In page 3, line 20. after the word 'to,' to leave out the words 'the sanitary authority,' and insert 'a Committee consisting of—(1) The member of county council for the district; (2) two ratepayers chosen by the allotment holders; (3) two ratepayers chosen in open vestry.'"—(Mr. Haltey Stewart.)
§ Question proposed," That the words proposed to be left out stand part of the Clause."
§ (5.38.) MR. W. H. LONG
I think the hon. Member who proposed this Amendment must have overlooked the fact that under this Bill the County Council has double powers; that it may either delegate its duties in this respect to the Sanitary Authorities, or, on the recommendation of one-sixth of the electors of the parish, appoint allotment managers. You thus have introduced the element of local administration. I think it is hardly worthwhile to appoint another method and to create another local Parish Authority. I trust that the Amendment will not be pressed.

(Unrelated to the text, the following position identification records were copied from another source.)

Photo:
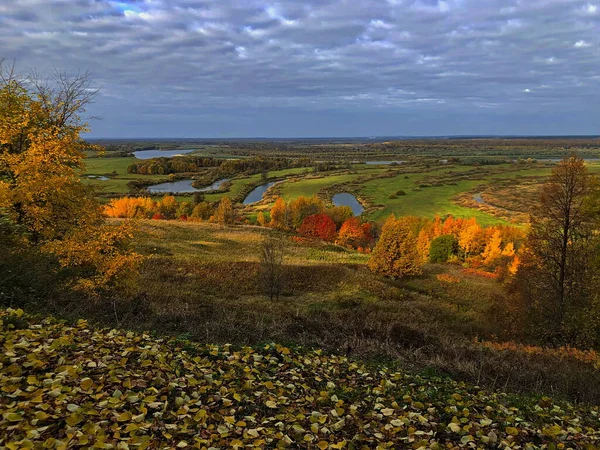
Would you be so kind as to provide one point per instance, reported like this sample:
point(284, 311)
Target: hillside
point(69, 386)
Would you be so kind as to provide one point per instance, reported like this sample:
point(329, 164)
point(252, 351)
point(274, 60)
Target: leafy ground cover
point(73, 386)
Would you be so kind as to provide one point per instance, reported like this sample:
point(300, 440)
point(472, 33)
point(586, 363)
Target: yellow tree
point(493, 248)
point(468, 237)
point(260, 219)
point(224, 214)
point(41, 160)
point(279, 214)
point(396, 254)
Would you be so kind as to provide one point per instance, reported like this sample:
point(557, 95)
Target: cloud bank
point(320, 67)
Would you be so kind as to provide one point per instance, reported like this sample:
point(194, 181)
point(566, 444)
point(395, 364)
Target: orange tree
point(41, 193)
point(396, 254)
point(319, 226)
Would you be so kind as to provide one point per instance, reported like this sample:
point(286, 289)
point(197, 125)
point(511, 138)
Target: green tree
point(41, 162)
point(556, 283)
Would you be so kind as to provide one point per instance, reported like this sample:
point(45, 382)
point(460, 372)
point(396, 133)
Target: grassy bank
point(77, 386)
point(202, 282)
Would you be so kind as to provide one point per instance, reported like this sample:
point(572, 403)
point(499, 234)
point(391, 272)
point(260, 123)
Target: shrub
point(319, 226)
point(442, 248)
point(396, 254)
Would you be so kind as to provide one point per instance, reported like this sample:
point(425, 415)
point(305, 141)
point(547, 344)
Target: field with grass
point(72, 385)
point(202, 282)
point(427, 186)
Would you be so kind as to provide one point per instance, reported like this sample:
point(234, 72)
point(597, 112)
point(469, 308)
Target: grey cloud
point(340, 60)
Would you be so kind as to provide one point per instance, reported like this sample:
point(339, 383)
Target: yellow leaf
point(512, 431)
point(86, 384)
point(124, 417)
point(12, 417)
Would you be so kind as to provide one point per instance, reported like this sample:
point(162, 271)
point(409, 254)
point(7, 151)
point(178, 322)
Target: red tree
point(319, 226)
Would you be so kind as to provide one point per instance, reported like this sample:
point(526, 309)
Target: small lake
point(345, 199)
point(382, 163)
point(256, 194)
point(184, 186)
point(149, 154)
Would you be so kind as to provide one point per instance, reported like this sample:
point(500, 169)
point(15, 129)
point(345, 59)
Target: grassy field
point(429, 191)
point(118, 183)
point(202, 281)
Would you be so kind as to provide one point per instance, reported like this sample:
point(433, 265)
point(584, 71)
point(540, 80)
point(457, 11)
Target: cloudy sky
point(292, 68)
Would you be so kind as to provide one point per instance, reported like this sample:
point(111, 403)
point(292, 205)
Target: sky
point(320, 68)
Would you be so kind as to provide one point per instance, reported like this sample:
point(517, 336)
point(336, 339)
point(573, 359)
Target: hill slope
point(74, 386)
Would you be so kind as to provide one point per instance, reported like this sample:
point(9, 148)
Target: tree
point(41, 161)
point(556, 281)
point(168, 207)
point(319, 226)
point(396, 254)
point(198, 197)
point(303, 207)
point(469, 237)
point(280, 214)
point(442, 248)
point(202, 211)
point(271, 272)
point(260, 219)
point(355, 234)
point(224, 213)
point(493, 249)
point(339, 214)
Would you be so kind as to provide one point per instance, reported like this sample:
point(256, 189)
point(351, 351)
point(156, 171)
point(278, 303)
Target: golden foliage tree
point(396, 254)
point(224, 214)
point(41, 160)
point(280, 214)
point(556, 282)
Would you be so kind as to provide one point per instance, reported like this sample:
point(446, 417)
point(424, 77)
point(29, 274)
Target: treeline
point(176, 164)
point(407, 243)
point(224, 167)
point(313, 219)
point(168, 208)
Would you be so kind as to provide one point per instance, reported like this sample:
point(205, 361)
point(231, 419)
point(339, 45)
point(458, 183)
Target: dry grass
point(201, 283)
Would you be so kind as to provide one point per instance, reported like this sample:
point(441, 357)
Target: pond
point(257, 193)
point(345, 199)
point(382, 163)
point(149, 154)
point(184, 186)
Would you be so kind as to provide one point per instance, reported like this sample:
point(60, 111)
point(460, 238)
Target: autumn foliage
point(121, 389)
point(355, 234)
point(489, 250)
point(41, 193)
point(319, 226)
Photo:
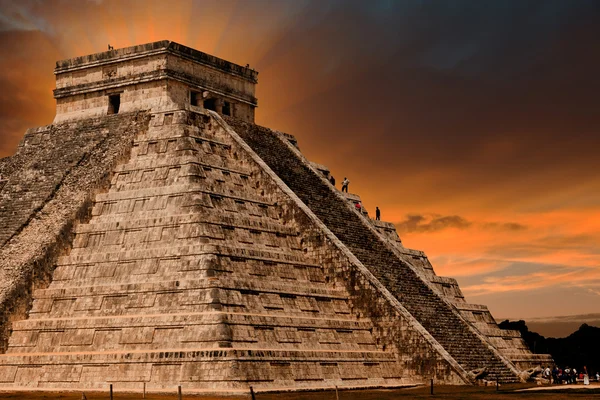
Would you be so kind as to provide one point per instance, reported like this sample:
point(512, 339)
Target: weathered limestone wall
point(470, 349)
point(419, 355)
point(157, 77)
point(193, 270)
point(56, 170)
point(134, 97)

§ Amendment, by leave, withdrawn.
§ Clause agreed to.
§ Amendments made; Clause agreed to.
§ (5.42.) CAPTAIN VERNEY (Bucks, N.)
I beg to move the new clause of which I have given notice. I think the proposal is a very reasonable one. It is that the school of the parish should, if in receipt of a Government grant, be as 1719 the service of the authority to which the allotment powers are delegated; of course on payment of any expenses that may be incurred. I do hope that the Government will accept this proposal.

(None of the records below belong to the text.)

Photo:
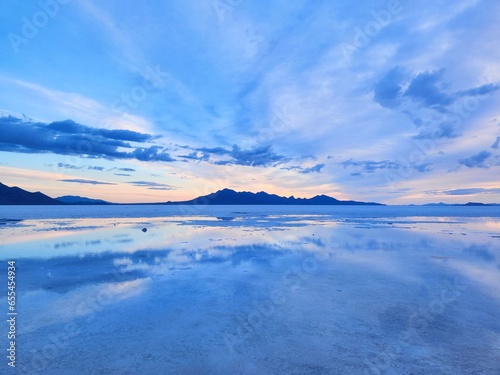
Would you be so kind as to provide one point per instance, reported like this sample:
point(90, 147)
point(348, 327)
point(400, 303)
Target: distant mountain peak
point(17, 196)
point(228, 196)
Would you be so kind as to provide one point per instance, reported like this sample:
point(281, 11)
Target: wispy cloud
point(85, 181)
point(153, 185)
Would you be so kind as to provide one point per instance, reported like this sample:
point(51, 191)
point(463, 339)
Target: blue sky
point(390, 101)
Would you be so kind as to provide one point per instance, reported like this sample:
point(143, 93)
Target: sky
point(394, 101)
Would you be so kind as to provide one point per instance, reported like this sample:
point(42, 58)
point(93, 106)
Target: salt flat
point(255, 290)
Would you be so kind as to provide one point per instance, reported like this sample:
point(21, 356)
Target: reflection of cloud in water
point(175, 290)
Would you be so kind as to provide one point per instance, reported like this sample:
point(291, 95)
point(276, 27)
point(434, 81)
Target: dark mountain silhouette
point(18, 196)
point(228, 196)
point(75, 199)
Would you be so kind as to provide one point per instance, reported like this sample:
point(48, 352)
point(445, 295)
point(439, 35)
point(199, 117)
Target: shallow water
point(254, 290)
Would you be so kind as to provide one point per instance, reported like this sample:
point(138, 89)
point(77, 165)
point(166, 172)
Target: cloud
point(477, 160)
point(153, 185)
point(84, 181)
point(71, 127)
point(445, 129)
point(69, 138)
point(260, 156)
point(485, 89)
point(388, 90)
point(428, 89)
point(496, 144)
point(315, 169)
point(370, 166)
point(153, 153)
point(470, 191)
point(71, 166)
point(68, 166)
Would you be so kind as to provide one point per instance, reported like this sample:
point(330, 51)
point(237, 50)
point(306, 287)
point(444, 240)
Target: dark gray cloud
point(314, 169)
point(84, 181)
point(477, 160)
point(470, 191)
point(260, 156)
point(153, 153)
point(444, 109)
point(70, 138)
point(427, 88)
point(71, 127)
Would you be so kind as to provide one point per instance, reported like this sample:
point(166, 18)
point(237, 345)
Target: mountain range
point(228, 196)
point(17, 196)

§ New Clause (Use of School on Payment of Expenses,)—(Captain Verney,)—brought up, and read the first and second time.
§ Motion made, and Question proposed, "That the Clause be added to the Bill."
§ (5.44.) MR. F. S. STEVENSON (Suffolk, Eye)
I trust the Government will accept this new clause. It must be borne in mind that the case of a rural parish is very different to that of a town. In the latter there is usually a town hall, where public business may be transacted, but most villages are entirely without a public hall of any kind, and the parish school is the most suitable building for the purpose. Surely the Government might consent to allow schools to be used for this purpose?
§ (5.46.) MR. W H. LONG
I can assure the hon. and gallant Member that the Government entirely sympathise with the spirit of the Amendment, but all those who are conversant with village life must be aware that the Educational Authorities have found great difficulty from the somewhat too frequent use of the school buildings. The Government do not disapprove of the object of the Amendment at all, and they will consider the question between this and the Report stage.
§ Motion, by leave, withdrawn.
§ (5.48.) MR. F. S. STEVENSON
Between this and the Report stage I hope the Government will have the Bill re-printed.
§ Bill reported as amended, to be considered on Tuesday 3rd June, and to be printed. [Bill 318.]